Speaking first to the two points mentioned in the question about why is is difficult to make meaningfulness of the first stories today.  First we have the disruption of the modern storytelling process in contrast to how the stories were meant to have been told, orally and in public.  We now know, having read the required readings for this assignment, that these “stories” were far from being meaningless and that they were in fact a political act (Thom, 9).  Just as we would discuss (and document) land ownership is a court of law today, the First Nations peoples of the time would assert their ownership by way of storytelling.  Ownership not in the sense we may think of today but in a way that expressed the culture and land uses of the day.  A story for those who knew the importance the land played in terms of survival.  For a person to make sense of such a story today would require extensive knowledge of the lives and culture of the First Nations people who were doing the telling.  And as each village had its own tradition concerning the origin of the world this would likely prove an impossible task, even for anthropologists (Thom, 7).

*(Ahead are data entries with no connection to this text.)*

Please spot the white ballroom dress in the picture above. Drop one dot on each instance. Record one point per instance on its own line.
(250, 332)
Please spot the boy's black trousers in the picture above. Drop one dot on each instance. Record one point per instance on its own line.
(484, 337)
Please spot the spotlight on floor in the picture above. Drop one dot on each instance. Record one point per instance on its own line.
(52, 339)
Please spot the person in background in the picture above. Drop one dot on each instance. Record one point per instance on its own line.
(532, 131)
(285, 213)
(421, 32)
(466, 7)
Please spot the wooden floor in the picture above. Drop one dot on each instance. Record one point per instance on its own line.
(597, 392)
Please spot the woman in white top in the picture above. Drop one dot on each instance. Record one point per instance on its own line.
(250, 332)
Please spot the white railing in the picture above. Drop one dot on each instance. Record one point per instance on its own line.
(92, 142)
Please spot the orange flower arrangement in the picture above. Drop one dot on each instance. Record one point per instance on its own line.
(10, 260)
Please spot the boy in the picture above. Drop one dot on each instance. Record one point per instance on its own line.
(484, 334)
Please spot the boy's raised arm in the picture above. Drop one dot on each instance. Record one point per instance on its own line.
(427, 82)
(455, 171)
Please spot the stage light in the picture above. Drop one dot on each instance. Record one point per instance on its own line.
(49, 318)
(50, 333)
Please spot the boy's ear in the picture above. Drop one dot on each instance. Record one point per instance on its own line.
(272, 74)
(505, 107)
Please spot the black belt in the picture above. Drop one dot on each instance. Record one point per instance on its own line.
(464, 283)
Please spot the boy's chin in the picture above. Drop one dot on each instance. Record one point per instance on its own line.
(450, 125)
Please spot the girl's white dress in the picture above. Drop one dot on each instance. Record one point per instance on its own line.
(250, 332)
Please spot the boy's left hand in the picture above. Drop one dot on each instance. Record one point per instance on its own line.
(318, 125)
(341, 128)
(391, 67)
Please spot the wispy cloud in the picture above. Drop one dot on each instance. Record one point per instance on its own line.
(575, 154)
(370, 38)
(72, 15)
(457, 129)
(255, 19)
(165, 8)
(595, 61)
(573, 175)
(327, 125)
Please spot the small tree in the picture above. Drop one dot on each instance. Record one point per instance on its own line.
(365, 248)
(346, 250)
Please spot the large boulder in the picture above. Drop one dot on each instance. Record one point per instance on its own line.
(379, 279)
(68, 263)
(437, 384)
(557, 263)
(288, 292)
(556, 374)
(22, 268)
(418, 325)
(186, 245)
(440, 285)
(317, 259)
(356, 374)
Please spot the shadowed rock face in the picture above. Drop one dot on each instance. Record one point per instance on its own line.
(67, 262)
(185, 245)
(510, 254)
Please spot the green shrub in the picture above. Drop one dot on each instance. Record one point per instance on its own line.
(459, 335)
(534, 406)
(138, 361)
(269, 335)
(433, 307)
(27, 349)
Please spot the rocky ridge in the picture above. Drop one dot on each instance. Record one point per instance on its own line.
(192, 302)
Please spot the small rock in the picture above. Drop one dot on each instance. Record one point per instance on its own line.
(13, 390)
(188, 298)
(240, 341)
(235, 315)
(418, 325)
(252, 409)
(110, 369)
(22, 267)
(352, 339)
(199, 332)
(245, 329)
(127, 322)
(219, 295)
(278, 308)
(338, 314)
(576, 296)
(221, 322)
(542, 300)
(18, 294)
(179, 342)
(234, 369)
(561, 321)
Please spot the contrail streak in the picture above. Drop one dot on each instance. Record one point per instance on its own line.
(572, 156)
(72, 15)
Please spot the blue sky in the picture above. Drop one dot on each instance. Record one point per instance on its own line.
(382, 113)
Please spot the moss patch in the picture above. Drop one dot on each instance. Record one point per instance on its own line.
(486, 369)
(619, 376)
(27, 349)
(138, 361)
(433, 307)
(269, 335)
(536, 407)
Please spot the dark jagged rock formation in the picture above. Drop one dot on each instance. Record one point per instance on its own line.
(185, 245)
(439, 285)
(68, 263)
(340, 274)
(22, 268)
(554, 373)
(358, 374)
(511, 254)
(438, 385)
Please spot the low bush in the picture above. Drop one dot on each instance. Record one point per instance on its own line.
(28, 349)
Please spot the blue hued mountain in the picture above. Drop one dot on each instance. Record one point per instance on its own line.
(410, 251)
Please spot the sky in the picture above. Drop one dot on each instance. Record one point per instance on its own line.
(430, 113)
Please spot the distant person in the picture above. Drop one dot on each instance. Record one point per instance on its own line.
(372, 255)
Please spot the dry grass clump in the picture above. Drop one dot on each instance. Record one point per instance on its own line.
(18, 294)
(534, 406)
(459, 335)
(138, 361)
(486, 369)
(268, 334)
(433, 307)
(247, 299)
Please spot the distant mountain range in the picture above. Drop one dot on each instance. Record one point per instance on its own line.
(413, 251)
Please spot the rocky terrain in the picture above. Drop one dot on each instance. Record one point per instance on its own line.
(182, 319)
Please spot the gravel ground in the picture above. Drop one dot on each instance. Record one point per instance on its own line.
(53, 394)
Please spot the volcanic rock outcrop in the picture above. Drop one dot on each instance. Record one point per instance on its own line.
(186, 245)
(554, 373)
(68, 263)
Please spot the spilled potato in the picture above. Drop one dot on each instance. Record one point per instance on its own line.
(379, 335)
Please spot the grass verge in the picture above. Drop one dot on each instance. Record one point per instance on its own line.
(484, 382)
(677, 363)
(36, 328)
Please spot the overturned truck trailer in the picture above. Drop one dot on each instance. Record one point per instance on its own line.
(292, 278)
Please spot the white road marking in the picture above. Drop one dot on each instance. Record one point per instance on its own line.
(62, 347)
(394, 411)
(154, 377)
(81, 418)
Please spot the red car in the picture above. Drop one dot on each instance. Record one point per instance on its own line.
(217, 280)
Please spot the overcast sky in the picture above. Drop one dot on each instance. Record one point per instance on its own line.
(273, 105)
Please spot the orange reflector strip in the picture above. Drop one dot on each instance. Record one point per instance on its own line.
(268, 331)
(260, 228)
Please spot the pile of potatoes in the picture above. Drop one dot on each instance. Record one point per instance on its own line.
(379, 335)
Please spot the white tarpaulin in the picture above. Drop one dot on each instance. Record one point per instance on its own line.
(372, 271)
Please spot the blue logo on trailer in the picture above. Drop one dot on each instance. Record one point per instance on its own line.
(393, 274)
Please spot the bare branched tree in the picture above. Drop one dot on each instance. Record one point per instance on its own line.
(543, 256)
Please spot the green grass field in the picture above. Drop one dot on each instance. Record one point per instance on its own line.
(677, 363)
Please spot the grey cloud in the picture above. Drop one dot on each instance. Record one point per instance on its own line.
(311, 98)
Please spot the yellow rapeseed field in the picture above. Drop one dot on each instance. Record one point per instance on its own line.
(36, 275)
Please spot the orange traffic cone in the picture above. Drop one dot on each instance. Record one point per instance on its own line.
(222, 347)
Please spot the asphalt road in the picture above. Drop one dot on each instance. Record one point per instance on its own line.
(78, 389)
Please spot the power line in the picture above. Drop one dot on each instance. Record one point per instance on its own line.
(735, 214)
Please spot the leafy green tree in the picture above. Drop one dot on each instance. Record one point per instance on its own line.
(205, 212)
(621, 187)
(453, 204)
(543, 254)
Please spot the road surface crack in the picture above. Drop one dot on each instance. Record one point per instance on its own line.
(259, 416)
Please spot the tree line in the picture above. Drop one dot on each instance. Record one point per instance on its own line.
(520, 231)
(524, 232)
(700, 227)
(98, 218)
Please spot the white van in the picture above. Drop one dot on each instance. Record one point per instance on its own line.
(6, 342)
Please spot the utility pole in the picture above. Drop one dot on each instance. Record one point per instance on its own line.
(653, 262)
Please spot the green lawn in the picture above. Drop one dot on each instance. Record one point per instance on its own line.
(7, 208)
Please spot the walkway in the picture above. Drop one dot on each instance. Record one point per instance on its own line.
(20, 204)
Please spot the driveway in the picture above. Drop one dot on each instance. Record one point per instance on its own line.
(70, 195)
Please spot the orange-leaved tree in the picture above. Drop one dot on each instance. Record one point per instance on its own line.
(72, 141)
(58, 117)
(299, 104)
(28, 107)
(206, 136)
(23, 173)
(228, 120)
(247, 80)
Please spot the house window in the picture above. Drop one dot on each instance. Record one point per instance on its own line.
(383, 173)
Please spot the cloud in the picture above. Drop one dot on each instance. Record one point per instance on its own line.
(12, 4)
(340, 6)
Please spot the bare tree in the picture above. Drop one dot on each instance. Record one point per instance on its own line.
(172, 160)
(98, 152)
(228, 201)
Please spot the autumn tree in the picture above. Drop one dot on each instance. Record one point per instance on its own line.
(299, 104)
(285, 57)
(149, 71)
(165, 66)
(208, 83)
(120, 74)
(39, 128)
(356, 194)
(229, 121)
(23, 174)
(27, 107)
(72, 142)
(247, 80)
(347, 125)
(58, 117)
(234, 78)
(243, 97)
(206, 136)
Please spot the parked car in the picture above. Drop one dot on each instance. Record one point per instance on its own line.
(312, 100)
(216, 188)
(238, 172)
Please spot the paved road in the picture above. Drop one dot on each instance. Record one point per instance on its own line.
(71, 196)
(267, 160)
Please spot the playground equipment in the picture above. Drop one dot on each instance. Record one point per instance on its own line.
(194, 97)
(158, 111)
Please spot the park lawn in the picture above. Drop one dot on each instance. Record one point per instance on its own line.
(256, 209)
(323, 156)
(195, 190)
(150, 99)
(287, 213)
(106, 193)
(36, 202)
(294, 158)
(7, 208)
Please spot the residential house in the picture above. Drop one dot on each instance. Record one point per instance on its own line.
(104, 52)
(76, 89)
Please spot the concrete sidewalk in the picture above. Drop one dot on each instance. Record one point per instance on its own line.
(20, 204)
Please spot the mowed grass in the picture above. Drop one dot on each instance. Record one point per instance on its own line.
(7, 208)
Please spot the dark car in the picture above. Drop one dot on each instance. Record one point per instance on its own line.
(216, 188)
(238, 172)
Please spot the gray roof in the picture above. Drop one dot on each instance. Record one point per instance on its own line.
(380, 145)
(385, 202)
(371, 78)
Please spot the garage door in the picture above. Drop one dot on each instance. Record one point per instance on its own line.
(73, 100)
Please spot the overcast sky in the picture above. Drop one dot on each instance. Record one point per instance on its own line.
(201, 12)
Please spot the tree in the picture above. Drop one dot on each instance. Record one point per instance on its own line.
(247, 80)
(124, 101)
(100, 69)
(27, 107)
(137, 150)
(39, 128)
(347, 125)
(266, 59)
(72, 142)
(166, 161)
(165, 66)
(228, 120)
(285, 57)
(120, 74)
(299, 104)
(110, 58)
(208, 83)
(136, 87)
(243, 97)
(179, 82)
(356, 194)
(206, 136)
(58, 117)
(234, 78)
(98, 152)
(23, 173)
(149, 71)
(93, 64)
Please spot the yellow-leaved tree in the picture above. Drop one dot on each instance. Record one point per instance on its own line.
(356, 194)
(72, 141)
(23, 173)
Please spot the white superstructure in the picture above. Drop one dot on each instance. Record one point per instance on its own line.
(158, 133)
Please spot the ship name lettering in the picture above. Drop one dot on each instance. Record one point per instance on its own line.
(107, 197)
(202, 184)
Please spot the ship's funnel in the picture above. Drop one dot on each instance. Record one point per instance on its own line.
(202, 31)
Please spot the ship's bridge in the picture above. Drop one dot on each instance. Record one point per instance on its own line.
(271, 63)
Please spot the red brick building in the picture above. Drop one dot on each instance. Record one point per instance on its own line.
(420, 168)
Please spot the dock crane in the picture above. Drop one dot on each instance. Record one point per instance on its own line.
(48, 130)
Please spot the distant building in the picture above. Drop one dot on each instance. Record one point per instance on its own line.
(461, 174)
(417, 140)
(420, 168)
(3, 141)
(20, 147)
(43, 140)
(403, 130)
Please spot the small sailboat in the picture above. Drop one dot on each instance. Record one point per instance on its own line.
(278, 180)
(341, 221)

The second point mentioned was the extended period of time for which such storytelling was disallowed by the non-indigenous people of Canada.  Story-telling is such an integral component to the history of First Nations peoples that to forcibly eliminate it was akin to cultural genocide.  It would be equivalent to destroying all of the knowledge a given society had accumulated over time.  And it not only eliminated the past but the present and future as such story-telling practices were not allowed to continue for such a long time that the process itself has been largely forgotten.

For my third point I will elaborate more on the forced cultural changes that occurred when First Nations children were forbidden from being exposed to the oral history culture.  Children are sponges.  Young people have the ability to absorb knowledge at an astonishing rate even if that knowledge is not related to their own culture.  My point is that by teaching these children that their way or story-telling is wrong and that written history is the way to go, they not only missed out on hearing stories while away at residential schools but also any chance of being able to acquire knowledge this way in the future.  And they would continue to pass on what they learned to their children, and their children to the next generation and so on, essentially destroying the oral historical component of the First Nations peoples.

 

References:

Paterson, Erika. “Lesson 2.2.” ENGL 470A Canadian Studies: Canadian Literary Genres. University of British Columbia, 2013. Web. Feb. 18, 2016.

Thom, Brian. “The Anthropology of Northwest Coast Oral Traditions.” Arctic Anthropology 40.1 (2003): 1-28. Web. Feb. 18, 2016.

Wickwire, Wendy. “The Grizzly Gave Them the Song: James Teit and Franz Boas Interpret Twin Ritual in Aboriginal British Columbia, 1897-1920”. American Indian Quarterly 25.3 (2001): 431–452. Web. Feb 18, 2016.